My opinion is that I wouldn't rely too much on Z80 daisy-chained interrupts. It was actually invented to "dissolve" the need for the dedicated interrupt controller IC among the ordinary peripheral chips. Besides that only useful feature, everything else is disadvantage:

1. The need for extra logic inside chips, i.e. decoding RETI instruction and maintaining IEI/IEO chain
2. The need for extra pins dedicated to that interrupt stuff, that is, instead of single /INT output, now ICs have IEI, IEO and /M1 pins. This is probably the most stringent objection given the only standard DIP cases were available at the time.

A funny thing that the Z80 CPU itself knows little of that daisy chaining. IM2 mode could be made useful without any Z80 peripherals. Another (though little) its 'knowledge' is RETI instruction that Z80 executes exactly the same way as RET, except for two opcodes instead of one.

If I need to have a vectored prioritized interrupt system on Z80, I'd consider the following ideas:

1. Do not use vectored prioritized system at all
2. Use another IC from 80ies, that is 8259 interrupt controller, along with IM0 mode in Z80
3. When some kind of programmable logic is made voluntarily available, I'd build my own minimal prioritized interrupt controller. It is as simple as having to priority encode interrupt requests to directly form an interrupt vector (for IM2 mode) or RST n opcode (for IM0 mode).

P.S.: Consider using MAX CPLDs (that is, EPM7032, 7064 and 7128, or EPM3032, 3064, 3128).
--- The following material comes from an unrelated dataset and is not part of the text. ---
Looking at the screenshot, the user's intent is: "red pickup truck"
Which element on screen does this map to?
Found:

They are available in PLCC cases (so that you can use PLCC sockets for them), quite powerful in comparison with GALs/PALs, 5v tolerant (only applicable to EPM30xx, as EPM70xx are already 5v-only devices) and considerably easier to program as vhld/verilog languages are higher level ones.

Answer 2

This answer is an attempt at a “middle of the road” solution: not as flexible as a fully decoded IM2 system with 128 interrupt vectors, but certainly practical enough not to require programmable logic.

Routing the IEI/O chain through modules in a general purpose system is not the best idea due to timing constraints and the general Z80-specificity - it’s not quite necessary.

So, if you can do with 7 prioritized interrupt vectors then it can be done differently - still using IM2. The trick is to use a one-of-7 priority encoding for interrupt vector number, eg. 0x00 highest priority then 0x02, 0x06, 0x0E, 0x1E, 0x3E, 0x7E, 0xFE lowest priority. Data bus would have pull ups - they can be gated by VECRQ described below, if you want to decrease general bus loading a bit. Prioritized requester uses an open-collector driver to place their interrupt vector (from jumpers etc) on the data bus in response to a vector request. The wire-or of concurrent vectors automatically provides the highest priority vector to the CPU, should multiple interrupts be pending.

This allows the use of Z80-native peripherals without the chain as well: all they would need is two bus access buffers: open-collector gated by VECRQ | CS & !RD, and open-emitter gated by CS & !RD only.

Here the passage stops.